Unweaving the wider rainbow, moving to other parts of the electromagnetic spectrum, we separate station from station on the radio dial, we insulate conversation from conversation in the network of cellular telephones. Without sensitive unweaving of the electromagnetic rainbow, we'd hear everybody's conversation simultaneously, and all the frequencies on the broadcasting dial, in a white babel of noise. In a different way, and with the assistance of special-purpose computers, unweaving the rainbow underlies Magnetic Resonance Imaging, the spectacular technique by which doctors today can discern the three- dimensioned structure of our internal organs.
When a source of waves is itself moving relative to its detector, something special happens. There is a 'Doppler shift' of wavelengths as detected. This is easy to notice in the case of sound waves because they travel slowly. A car's engine note is of a distinctly higher pitch when it is approaching than when receding. This is why we hear the characteristic dual-tone eee-aaah when a car whizzes past. The Dutch scientist Buys Ballott in 1845 first verified Doppler's prediction by hiring a brass band to play on an open railway wagon as it sped past his audience. Light waves travel so fast that we notice the Doppler shift only if we are moving very fast towards the source of light (in which case the light is shifted towards the blue end of the spectrum) or away from it (in which case the light is red-shifted). This is true of distant galaxies. The fact that they are fast receding from us was first discovered because of the Doppler shift in their light. It is redder than it should be, shifted consistently towards the longwave, red end of the spectrum.
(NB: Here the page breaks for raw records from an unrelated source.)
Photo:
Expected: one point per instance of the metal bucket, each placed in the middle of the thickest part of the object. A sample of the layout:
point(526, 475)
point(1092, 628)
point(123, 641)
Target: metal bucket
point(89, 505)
How do we know that the light coming from a distant galaxy is red- shifted? How do we know that it wasn't red when it set out? You can tell by using the Fraunhofer lines as markers. Each element, remember, signs its name in a unique barcode of lines. The spacing between the lines is characteristic like a fingerprint, but so is the precise position of each line along the rainbow. Light from a distant galaxy shows barcodes that have familiar spacing patterns. This very familiarity is what tells us that other galaxies are made of the same range of stuffs as our own. But the whole pattern is shifted a fixed distance towards the longwave end of the spectrum: it is redder than it should be. In the 1920s, the American astronomer Edwin Hubble (after whom the Hubble Space Telescope is now named) discovered that distant galaxies have red-shifted spectra. Those galaxies with the most pronounced red shift are also the most distant - as estimated from the faintness of their light.
Hubble's famous conclusion (although it had been suggested by others before) was that the universe is expanding, and from any given observation point the galaxies seem to recede at ever-increasing speed.
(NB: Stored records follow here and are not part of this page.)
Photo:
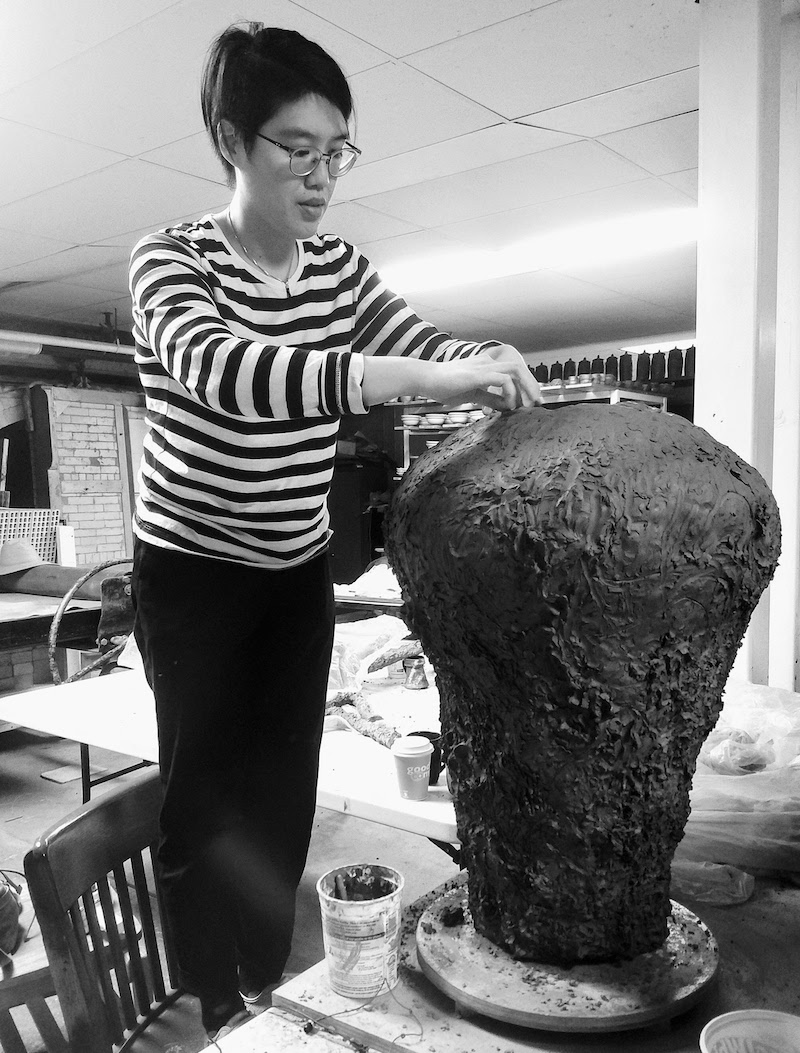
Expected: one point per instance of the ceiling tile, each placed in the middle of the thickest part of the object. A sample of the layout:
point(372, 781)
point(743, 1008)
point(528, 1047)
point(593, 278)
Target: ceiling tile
point(660, 147)
point(668, 278)
point(408, 246)
point(63, 264)
point(39, 35)
point(48, 298)
point(685, 181)
point(194, 156)
point(113, 278)
point(20, 246)
point(650, 100)
point(595, 206)
point(566, 51)
point(461, 154)
point(124, 196)
point(93, 314)
point(556, 311)
point(44, 160)
point(574, 169)
point(400, 28)
point(398, 108)
point(361, 225)
point(132, 111)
When we look at a distant galaxy, we are looking far back into the past, for the light has taken billions of years to reach us. It has become faint, which is how we know it has come a great distance. The speed with which our galaxy is racing apart from the other galaxy has had the effect of shifting the spectrum towards the red end. The relationship between distance and velocity of receding is a lawful one (it obeys 'Hubble's law). By extrapolating this quantitative relationship backwards we can estimate when the universe began expanding. Using the language of the now prevailing 'Big Bang' theory, the universe began in a gigantic explosion between ten billion and 20 billion years ago. All this we infer from unweaving the rainbow. Further developments of the theory, supported by all available evidence, suggest that time itself began in this mother of all cataclysms. You probably don't understand, and I certainly don't, what it can possibly mean to say that time itself began at a particular moment. But once again that is a limitation of our minds, which were only ever designed to cope with slow, rather large objects on the African savannahs, where events come well behaved and in order, and every one has a before. An event that has no before terrifies our poor reason. Maybe we can appreciate it only through poetry. Keats, thou shouldst be living at this hour.
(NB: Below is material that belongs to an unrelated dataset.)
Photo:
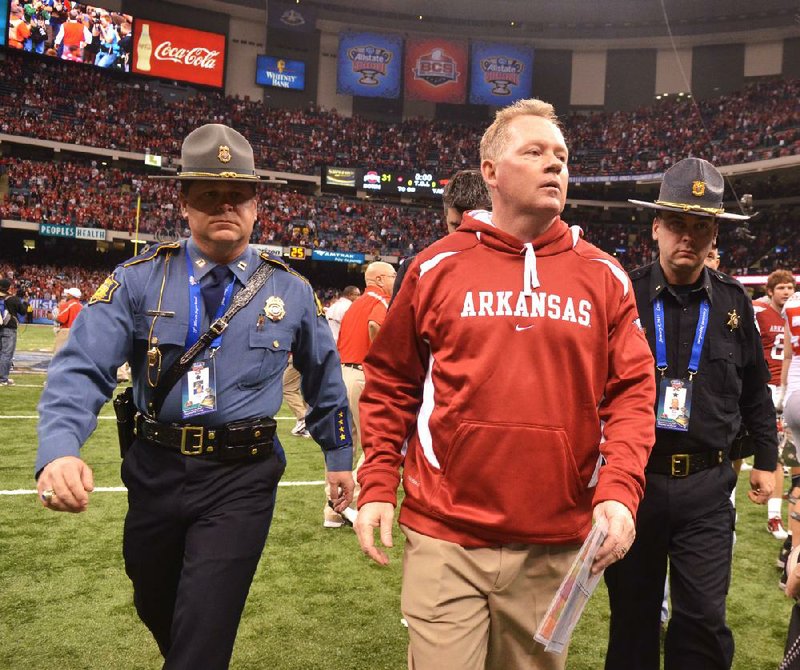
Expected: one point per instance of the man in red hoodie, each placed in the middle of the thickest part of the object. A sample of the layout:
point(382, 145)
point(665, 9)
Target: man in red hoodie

And are there eyes out there in the galaxies, looking back at us? Back is the word, for they can see us only in our past. The inhabitants of a world 100 million light years distant might at this moment see, if they could see anything at all on our planet, red-shifted dinosaurs lunging over the rose-tinted plains. Alas, even if there are other creatures in the universe, and even if they have eyes, it is unlikely that, however powerful their telescopes, they will have the resolving power to see our planet, let alone individual inhabitants of it. We ourselves have never seen another planet outside our solar system. We didn't even know about all the planets in our own solar system until recent centuries. Neptune and Pluto are too faint to be seen by the naked eye. The only reason we knew which way to point the telescope was by calculations from minute perturbations in the orbits of nearer planets. In 1846, two mathematical astronomers, J. C. Adams in England and U. J. J. Leverrier in France, were independently puzzled by a discrepancy between the actual position of the planet Uranus and where it theoretically should have been. Both calculated that the perturbation could have been caused by the gravity of an invisible planet of a particular mass in a particular place. The German astronomer J. G. Galle duly pointed his telescope in the right direction and discovered Neptune. Pluto was discovered in the same way, as late as 1930 by the American astronomer C. W. Tombaugh, alerted by its (much smaller) gravitational effects on the orbit of Neptune. John Keats would have appreciated the excitement those astronomers felt:
Then felt I like some watcher of the skies When a new planet swims into his ken; Or like stout Cortez when with eagle eyes He stared at the Pacific - and all his men Look 'd at each other with a wild surmise - Silent upon a peak in Darien. 'On First Looking into Chapman's Homer' (1816)
I have had a special affection for these lines ever since they were quoted to me by a publisher on first reading the manuscript of The Blind Watchmaker.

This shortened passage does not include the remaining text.